A ideia foi, aos poucos, dando certo. Um, dois, três, quatro... dezessete anos. Hoje, mais são mais de 30 voluntários, e nem todos são palhaços. Médicos, advogados, nutricionistas, estudantes... A lista de pessoas querendo ajudar os Médicos do Barulho é extensa. "Eu acho que tem mais gente de coração bom do que ruim no mundo. Se tivesse mais gente ruim, não conseguiríamos nem andar na rua. Na nossa campanha de brinquedo, conseguimos muita coisa com o Dia das Crianças. Hoje temos muitos voluntários, temos pessoas que não são palhaços, de diversas profissões, como estudantes de medicina, engenharia, direito, nutrição e pessoas formadas nestas profissões também. Gente que quer ajudar. A maioria não é palhaço. A criança pode ter medo de palhaço. Essas pessoas são monitores, brincam com os mais jovens e divertem os adultos. É isso que faz a diferença", comenta o Doutor Fuzil.

Hoje, o trabalho voluntário liderado por Amaury atende quatro hospitais de Juiz de Fora: Santa Casa, HU Santa Catarina, a Ascomcer e o Hospital Pronto Socorro (HPS), com dias definidos para casa visita. Embora tenha a vontade de trabalhar em mais locais, Fuzil sabe das dificuldades e vantagens de ser voluntário. "Tem momentos que não conseguimos as doações que precisamos. A manutenção do site ou despesas imprevistas, saem do bolso dos voluntários. O nosso maior patrocínio é Deus. São tantos trabalhos, tantas bençãos que não falta nada pra gente. Sempre temos dinheiro em nossa vida. Quando não conseguimos os valores mínimos, podemos tirar do nosso bolso. Nossas portas estão todas abertas. Sabemos disso. O retorno que temos é muito grande. Passamos a valorizar coisas simples do dia a dia, como andar, sentir gosto, cheiro... Uma vez estávamos fazendo uma dinâmica com um grupo e perguntei à um paciente o que ele queria ganhar e ele me respondeu: “faz um rim pra mim”. Às vezes as pessoas tem revolta pelo que aconteceu com eles", revela.

E quem pensa que isso vai desanimar Amaury, se engana. Ele sabe que tudo que é feito é por um bem maior. "A gente consegue alterar a rotina destas pessoas.
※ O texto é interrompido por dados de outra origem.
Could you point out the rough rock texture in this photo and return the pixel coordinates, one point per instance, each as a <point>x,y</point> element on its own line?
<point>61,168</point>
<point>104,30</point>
Não substituímos os médicos, mas conseguimos alterar o ambiente hospitalar, fazê-las esquecer os problemas por alguns minutos. Elas se soltam. Os pacientes passam a se alimentar melhor, diminuem o uso de medicamentos. Pessoas felizes reagem melhor aos problemas do que uma negativa", diz.

A única lamentação é o fato da ONG Médicos do Barulho ainda não possuir sede própria, um dos maiores sonhos do Fuzil. Mas Amaury sabe que seu legado vai continuar. "Ainda vamos ter uma sede própria, para desenvolvermos outros projetos e que beneficiasse outras pessoas, principalmente depois que eu morresse. Não quero centralizar nada, tem que ter pessoas pra desenvolver o trabalho e dar sequência à ideia", concluí.